March 24, 2020 feature
Solitonics in molecular wires could benefit electronics
Soliton descriptions for the conducting polymers polyacetylene—descriptions based around a type of solitary wave—caused great excitement when they first broke in the seminal reports by Su, Schrieffer, Heeger (SSH) and Kivelson over 30 years ago. As some of the simplest topological insulators, these molecules are now attracting revived interest. However, problems synthesizing single polyacetylene molecules had limited these soliton studies to extrapolations of soliton characteristics from averages over large numbers of soliton-bearing molecules, which is quite indirect. Reports of synthesis and characterization of single polyacetylene molecular wires in 2019 changed this. Now, calculations by researchers in Germany and the U.S. have identified how the solitons in these single molecular strands behave, pointing to a level of soliton control—"solitonics"—that could be useful to electronic devices and sensors.
Solitons occur where nonlinear and dispersive effects cancel so that a solitary wave packet becomes self-reinforcing. They have a number of particle characteristics in the way they maintain a constant shape and emerge from collisions unchanged. In optical wave guides, the nonlinear contribution is proportional to intensity, producing wave self-focusing so that the wave passes through space and time unchanged. However, the self-preserving soliton feature can also be associated with a change in bond order such as a kink or domain wall. Solitons emerge in descriptions of polyacetylene molecular wires on account of the different domains these wires can have.

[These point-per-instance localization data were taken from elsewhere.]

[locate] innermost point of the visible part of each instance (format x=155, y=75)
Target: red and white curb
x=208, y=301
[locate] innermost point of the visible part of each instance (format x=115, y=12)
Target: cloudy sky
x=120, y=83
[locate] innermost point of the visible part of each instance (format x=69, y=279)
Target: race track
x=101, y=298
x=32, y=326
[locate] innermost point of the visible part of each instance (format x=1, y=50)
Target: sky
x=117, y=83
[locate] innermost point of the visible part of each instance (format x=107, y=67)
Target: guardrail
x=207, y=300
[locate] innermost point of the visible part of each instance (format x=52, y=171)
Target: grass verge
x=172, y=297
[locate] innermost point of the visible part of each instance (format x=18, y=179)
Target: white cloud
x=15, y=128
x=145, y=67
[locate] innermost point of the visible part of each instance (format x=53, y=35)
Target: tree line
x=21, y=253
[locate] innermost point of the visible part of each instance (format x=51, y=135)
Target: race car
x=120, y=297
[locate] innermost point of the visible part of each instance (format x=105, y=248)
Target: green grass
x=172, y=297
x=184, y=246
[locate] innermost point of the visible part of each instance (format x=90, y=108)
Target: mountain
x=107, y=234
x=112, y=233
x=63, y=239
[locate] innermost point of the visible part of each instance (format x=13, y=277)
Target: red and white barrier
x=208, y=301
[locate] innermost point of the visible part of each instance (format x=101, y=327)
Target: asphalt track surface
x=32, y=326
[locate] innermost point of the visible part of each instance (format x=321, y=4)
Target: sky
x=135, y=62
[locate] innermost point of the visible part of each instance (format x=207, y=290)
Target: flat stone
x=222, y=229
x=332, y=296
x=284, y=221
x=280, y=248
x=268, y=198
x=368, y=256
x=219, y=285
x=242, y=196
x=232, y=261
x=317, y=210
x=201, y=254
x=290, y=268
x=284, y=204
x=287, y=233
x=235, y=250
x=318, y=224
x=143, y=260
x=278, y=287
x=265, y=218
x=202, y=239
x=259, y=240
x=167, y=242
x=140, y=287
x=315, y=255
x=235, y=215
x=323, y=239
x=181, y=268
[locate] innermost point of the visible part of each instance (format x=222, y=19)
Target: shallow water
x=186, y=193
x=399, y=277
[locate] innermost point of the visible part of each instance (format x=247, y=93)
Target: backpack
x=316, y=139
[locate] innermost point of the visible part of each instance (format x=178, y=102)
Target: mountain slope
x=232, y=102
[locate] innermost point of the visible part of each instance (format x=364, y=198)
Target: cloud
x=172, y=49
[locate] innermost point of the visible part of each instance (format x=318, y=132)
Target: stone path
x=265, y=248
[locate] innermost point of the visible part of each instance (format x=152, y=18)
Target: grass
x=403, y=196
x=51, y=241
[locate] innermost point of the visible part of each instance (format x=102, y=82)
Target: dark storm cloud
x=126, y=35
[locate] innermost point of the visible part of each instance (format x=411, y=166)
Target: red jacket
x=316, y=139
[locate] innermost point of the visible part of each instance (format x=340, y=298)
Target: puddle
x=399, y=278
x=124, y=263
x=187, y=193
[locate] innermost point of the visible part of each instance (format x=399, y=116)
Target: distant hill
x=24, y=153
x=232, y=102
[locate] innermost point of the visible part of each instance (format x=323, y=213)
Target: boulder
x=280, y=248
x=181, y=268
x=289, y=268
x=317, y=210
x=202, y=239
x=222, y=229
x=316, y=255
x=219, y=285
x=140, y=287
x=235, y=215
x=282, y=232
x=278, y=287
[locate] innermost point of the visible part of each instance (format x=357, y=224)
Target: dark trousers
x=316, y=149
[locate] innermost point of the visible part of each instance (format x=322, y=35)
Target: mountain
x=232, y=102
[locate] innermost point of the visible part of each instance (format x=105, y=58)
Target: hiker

Polyacetylene molecules alternate between single and double bonds along the chain, and the order of these bond types defines different domains. The soliton is a way of describing the domain wall between sections of the chain that have different ordering. The domain wall can move but its shape remains the same. It is also very light—around six times an electron mass—yet it may distort the lattice and move heavier nuclei as it ripples through.
The researchers led by Daniel Hernangómez-Pérez and Ferdinand Evers at the University of Regensburg in Germany, in collaboration with researchers at Columbia University in the U.S., applied density functional theory calculations to polyacetylene to see how these solitons behave in single wires. "One of our primary motivations is understanding what type of topological properties can be observed at the single-molecule level in realistic scenarios," explains Hernangómez-Pérez.

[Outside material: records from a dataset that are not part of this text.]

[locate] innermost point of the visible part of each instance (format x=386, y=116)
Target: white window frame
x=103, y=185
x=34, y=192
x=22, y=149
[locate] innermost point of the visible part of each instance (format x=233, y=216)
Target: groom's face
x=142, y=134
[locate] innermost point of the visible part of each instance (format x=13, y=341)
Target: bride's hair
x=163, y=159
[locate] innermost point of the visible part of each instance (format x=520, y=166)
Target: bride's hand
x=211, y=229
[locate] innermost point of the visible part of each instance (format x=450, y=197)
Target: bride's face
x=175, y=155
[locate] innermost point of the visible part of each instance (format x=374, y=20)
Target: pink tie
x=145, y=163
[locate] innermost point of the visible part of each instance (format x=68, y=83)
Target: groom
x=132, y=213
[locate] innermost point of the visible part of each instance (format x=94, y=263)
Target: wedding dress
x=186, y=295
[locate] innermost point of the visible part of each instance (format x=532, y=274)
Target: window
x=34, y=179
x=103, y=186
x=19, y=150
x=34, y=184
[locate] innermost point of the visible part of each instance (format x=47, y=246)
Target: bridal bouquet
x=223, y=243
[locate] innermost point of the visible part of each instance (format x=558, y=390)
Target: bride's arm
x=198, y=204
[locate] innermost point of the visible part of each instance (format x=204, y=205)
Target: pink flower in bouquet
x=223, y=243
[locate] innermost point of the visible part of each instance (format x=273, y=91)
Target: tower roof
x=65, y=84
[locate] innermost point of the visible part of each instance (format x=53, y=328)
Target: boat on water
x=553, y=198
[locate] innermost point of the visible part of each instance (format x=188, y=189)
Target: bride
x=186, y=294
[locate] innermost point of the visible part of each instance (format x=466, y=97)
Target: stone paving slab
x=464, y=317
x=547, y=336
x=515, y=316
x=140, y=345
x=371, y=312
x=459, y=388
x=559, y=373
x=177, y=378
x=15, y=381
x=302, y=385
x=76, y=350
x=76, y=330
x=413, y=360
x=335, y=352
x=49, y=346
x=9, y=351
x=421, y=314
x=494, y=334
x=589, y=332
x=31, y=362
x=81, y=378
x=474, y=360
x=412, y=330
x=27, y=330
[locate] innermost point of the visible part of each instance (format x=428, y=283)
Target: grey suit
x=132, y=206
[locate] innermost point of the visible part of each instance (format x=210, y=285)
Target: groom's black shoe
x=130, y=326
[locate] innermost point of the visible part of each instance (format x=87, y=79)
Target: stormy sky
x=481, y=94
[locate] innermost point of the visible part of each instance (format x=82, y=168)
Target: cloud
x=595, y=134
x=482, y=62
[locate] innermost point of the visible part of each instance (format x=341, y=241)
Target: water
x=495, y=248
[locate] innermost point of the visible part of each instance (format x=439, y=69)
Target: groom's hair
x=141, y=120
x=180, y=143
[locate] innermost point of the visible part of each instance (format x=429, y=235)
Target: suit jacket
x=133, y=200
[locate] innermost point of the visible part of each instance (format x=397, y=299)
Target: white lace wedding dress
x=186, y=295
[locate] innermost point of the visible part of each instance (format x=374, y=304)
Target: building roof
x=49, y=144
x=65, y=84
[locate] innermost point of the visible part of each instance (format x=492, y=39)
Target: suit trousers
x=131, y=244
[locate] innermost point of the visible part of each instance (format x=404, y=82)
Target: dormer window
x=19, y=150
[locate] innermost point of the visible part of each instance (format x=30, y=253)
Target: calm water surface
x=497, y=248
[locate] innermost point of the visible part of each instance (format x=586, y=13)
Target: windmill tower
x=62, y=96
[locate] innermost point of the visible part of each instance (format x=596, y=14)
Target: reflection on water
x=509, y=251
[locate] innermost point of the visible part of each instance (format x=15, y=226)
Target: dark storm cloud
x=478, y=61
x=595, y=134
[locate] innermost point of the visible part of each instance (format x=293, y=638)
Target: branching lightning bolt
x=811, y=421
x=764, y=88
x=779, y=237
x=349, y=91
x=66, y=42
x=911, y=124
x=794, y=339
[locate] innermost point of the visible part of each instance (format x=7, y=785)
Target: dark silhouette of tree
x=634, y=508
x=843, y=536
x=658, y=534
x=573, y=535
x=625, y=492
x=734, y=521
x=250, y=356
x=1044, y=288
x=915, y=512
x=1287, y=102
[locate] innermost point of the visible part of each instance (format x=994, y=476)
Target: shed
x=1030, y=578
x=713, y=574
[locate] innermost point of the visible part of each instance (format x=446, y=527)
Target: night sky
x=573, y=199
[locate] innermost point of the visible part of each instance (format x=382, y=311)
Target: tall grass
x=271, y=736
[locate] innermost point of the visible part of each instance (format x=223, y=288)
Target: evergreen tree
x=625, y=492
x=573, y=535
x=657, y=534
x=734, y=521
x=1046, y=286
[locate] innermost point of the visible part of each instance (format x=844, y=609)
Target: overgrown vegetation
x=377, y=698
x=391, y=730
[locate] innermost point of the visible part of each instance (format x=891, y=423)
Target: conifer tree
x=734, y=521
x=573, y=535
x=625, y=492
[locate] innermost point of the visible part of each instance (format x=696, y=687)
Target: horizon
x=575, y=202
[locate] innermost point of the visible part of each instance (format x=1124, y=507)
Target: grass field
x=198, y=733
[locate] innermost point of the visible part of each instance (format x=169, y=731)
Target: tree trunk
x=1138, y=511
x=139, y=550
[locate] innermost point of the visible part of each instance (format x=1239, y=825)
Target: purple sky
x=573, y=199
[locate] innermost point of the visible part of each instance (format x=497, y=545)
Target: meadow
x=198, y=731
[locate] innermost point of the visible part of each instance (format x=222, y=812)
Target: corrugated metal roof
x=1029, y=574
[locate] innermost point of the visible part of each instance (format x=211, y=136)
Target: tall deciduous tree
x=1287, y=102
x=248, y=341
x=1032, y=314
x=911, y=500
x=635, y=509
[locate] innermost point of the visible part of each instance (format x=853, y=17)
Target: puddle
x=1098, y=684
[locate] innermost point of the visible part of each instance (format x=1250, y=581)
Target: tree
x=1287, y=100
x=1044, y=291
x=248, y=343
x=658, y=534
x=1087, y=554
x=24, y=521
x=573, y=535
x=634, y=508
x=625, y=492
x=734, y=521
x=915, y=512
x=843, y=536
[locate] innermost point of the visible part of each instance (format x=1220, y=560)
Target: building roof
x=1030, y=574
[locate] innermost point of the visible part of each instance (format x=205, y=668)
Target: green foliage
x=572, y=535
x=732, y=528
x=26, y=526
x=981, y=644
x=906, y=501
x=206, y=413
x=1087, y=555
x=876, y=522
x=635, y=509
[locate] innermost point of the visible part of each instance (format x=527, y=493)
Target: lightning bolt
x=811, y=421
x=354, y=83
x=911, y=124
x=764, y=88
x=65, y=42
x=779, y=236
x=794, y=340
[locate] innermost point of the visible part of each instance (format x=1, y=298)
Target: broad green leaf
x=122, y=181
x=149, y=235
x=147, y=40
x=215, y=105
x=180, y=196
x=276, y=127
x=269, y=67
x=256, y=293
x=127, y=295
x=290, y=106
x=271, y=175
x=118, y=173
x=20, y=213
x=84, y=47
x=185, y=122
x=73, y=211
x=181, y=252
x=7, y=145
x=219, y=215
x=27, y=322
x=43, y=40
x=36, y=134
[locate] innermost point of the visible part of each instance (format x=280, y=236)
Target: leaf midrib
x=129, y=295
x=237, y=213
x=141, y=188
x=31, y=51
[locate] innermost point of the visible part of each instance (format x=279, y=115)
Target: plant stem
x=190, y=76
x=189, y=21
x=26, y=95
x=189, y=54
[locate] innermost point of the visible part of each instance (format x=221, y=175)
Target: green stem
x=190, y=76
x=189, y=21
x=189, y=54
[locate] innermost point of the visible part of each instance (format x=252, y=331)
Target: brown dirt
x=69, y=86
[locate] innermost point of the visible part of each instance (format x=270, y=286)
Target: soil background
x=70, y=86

Electronics meets solitonics
They found that it was possible to control the position of the soliton through the chemical entities at either end of the molecular chain. The soliton can be charged with no spin or charge free but with a spin of one-half. For charged solitons, the researchers show that applying an electric field can further manipulate the position of the soliton on the molecular chain, which can be observed through polarization measurements or changes in conductance. The conductance changes exponentially when the soliton moves towards the edge, which as Hernangómez-Pérez suggests provides a sensitivity that could be useful for detecting electrical fields.
A perhaps unexpected result occurs when the soliton has reached one end of the chain and the field is ramped up further. Instead of some sort of dielectric breakdown, an additional soliton-antisoliton pair forms, releasing electrostatic energy.

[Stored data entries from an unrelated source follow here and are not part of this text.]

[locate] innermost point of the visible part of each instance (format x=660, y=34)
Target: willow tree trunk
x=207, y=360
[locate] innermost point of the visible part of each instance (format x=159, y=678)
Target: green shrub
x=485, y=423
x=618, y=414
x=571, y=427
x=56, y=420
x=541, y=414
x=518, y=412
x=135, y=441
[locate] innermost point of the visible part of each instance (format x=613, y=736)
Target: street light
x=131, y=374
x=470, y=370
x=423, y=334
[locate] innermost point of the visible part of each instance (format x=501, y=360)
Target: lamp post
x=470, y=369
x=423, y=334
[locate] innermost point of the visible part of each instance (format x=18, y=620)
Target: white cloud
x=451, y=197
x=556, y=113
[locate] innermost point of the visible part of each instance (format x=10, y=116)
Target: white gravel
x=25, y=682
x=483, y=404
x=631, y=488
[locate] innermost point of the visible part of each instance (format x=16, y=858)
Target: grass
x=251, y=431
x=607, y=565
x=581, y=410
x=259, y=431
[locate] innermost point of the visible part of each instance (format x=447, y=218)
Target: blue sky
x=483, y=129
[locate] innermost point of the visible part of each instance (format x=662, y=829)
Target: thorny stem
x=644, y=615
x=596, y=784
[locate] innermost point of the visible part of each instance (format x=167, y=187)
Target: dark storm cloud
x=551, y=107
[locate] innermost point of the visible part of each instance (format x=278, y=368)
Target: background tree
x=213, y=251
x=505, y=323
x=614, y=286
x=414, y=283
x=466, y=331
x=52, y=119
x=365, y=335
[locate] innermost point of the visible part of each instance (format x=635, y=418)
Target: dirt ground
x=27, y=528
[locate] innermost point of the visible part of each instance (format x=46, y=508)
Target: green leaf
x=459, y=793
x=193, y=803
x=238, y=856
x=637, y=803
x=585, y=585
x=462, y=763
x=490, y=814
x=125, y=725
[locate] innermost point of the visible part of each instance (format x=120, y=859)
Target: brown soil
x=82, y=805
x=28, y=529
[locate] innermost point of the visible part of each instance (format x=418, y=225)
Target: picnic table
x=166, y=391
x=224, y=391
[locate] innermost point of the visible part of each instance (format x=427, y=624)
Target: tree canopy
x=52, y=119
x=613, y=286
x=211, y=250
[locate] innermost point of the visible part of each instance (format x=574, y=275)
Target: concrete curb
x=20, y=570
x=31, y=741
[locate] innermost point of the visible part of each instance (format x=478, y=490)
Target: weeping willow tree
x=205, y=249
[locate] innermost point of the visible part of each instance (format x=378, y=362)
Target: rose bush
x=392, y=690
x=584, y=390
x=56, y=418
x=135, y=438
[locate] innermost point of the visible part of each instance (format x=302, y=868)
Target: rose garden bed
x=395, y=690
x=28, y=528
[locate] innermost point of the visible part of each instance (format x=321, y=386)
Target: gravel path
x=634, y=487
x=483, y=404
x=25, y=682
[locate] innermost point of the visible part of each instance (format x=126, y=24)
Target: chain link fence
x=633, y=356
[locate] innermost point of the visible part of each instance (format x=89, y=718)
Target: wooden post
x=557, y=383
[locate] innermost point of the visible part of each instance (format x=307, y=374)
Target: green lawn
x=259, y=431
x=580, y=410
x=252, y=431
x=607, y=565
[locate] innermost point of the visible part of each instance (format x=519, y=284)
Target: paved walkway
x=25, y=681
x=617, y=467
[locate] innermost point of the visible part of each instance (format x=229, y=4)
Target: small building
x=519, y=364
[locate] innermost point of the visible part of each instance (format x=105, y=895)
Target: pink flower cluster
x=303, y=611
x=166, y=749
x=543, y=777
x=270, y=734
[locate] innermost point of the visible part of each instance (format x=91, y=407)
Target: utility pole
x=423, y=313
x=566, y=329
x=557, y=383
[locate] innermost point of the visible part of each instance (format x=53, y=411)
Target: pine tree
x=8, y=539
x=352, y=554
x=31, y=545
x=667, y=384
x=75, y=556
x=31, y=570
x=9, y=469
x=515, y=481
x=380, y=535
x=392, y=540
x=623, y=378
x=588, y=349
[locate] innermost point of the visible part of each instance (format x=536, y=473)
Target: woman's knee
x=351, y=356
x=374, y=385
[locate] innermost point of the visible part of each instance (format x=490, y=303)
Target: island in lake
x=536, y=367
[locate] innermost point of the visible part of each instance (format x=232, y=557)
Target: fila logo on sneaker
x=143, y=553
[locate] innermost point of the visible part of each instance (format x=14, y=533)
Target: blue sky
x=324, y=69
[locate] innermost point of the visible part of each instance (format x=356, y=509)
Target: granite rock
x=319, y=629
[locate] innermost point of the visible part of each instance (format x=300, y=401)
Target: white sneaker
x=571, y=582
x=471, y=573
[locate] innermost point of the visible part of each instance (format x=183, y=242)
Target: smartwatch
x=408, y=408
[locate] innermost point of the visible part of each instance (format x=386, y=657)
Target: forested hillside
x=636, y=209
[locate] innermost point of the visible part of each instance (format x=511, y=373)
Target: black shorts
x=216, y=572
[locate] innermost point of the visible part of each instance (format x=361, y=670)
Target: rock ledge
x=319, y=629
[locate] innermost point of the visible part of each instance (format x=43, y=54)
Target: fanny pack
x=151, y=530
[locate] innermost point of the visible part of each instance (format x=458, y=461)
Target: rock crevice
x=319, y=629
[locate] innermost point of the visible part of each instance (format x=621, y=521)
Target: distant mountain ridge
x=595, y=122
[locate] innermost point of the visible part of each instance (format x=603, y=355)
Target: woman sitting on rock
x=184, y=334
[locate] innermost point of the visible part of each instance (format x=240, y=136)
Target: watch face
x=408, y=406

Further solitonic potential
Although researchers have already shown that it is possible to synthesize single polyacetylene molecular wires long enough to harbor solitons, other challenges remain. They will need to establish a way of ensuring the wire retains the excess charge for a charged soliton, as well as how to chemically attach the right chemical end groups and subject the soliton to in-plane electric fields. However, Hernangómez-Pérez does not see any of these issues as insurmountable. For instance, the in-plane field could be provided by metallic adatoms deposited with a scanning near-field microscope.
As for his own line of future research, Hernangómez-Pérez lists a number of outstanding theoretical issues to tackle: "There are several possibilities: (i) understanding the role of the substrate and possible lattice mismatch between the substrate and polyacetylene chain; (ii) investigate using theoretical tools such as density-functional theory inter-chain coupling or how creation of solitons on one chain might affect neighboring chains; (iii) investigate theoretically domain-wall formation in similar carbon-based molecules."
So far, the researchers' calculations do not extend to the behavior of a zero-charge polyacetylene soliton that carries spin, but they expect that it should be possible to manipulate this with a magnetic field gradient. "In principle, one could think of spin currents along the wire in the same way as electrical currents," suggests Hernangómez-Pérez. "But it is very premature to talk about any impact of this for spintronics."